2013-07-05 Thread Stephen Warren
On 07/04/2013 10:56 AM, Daniel Mack wrote:
...
 The built-in support for attaching a DTB to the zImage does not suffice
 here, because we have one image for all models, and also, we couldn't do
 a 'per-board-revision' selection that way either.
...
 As a solution, I'm thinking of a small framework that could for example
 work as follows.
 
 a) A small mechanism allows storing multiple DTB binary files inside the
 kernel binary at compile time...
...
 c) Allow users to open-code the DTB lookup depending on whatever kind of
 runtime information (be it the board_revision or anything else).

The problem with (c) is that in general it probably requires a lot of
infra-structure to be working to implement it. On Tegra, the board
revision is in an EEPROM attached to an I2C bus. You'd need to have
parsed DT and started instantiating devices already before you could
access the ID EEPROM to know which board revision you're running on.

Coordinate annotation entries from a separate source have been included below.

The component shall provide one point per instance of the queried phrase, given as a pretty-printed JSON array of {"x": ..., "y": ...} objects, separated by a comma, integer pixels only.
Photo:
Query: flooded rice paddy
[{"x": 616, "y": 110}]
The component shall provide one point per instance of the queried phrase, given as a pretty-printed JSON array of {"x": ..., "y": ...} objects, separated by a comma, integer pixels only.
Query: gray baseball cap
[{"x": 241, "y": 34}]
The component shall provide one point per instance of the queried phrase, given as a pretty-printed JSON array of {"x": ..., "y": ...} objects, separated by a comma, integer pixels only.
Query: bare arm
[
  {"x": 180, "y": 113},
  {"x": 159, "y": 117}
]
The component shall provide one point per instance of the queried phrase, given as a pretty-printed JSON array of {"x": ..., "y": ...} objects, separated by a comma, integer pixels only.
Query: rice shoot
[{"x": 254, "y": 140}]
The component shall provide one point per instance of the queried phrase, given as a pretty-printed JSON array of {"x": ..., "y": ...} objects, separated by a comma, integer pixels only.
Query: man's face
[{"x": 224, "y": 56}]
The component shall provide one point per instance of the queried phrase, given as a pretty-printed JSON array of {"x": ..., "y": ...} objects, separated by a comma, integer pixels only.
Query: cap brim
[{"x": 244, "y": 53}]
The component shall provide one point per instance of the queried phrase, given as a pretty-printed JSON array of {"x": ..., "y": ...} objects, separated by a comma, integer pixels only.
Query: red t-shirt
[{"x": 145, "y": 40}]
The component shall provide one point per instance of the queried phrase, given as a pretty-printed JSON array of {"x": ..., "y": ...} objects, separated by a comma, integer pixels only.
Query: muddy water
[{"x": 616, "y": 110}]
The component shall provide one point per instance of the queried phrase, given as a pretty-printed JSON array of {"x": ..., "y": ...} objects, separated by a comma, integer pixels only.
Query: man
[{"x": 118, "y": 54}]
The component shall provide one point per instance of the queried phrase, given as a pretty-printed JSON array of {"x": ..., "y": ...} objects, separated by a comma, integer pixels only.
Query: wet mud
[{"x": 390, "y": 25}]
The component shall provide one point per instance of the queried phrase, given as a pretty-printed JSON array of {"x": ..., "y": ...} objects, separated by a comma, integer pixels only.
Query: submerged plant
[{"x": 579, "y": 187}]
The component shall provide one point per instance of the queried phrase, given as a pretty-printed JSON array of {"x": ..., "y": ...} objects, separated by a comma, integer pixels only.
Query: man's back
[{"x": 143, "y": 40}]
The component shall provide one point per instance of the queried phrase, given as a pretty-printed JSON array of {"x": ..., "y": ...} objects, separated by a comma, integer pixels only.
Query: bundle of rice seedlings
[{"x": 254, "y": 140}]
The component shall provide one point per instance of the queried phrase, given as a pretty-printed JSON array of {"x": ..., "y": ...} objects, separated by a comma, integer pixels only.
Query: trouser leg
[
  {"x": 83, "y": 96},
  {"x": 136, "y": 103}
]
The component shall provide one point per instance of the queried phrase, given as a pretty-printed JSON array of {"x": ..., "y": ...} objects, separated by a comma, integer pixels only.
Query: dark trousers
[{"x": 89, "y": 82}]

That's a bit of a chicked-and-egg problem. Even with a much simpler
scheme such as board ID encoded into GPIOs, you'll still likely run into
similar problems; pinmux and GPIO controller drivers are needed just to
read the GPIOs, which then requires DT to instantiate those drivers.

So, the suggestion of Nicolas's that you mentioned does solve that
rather neatly.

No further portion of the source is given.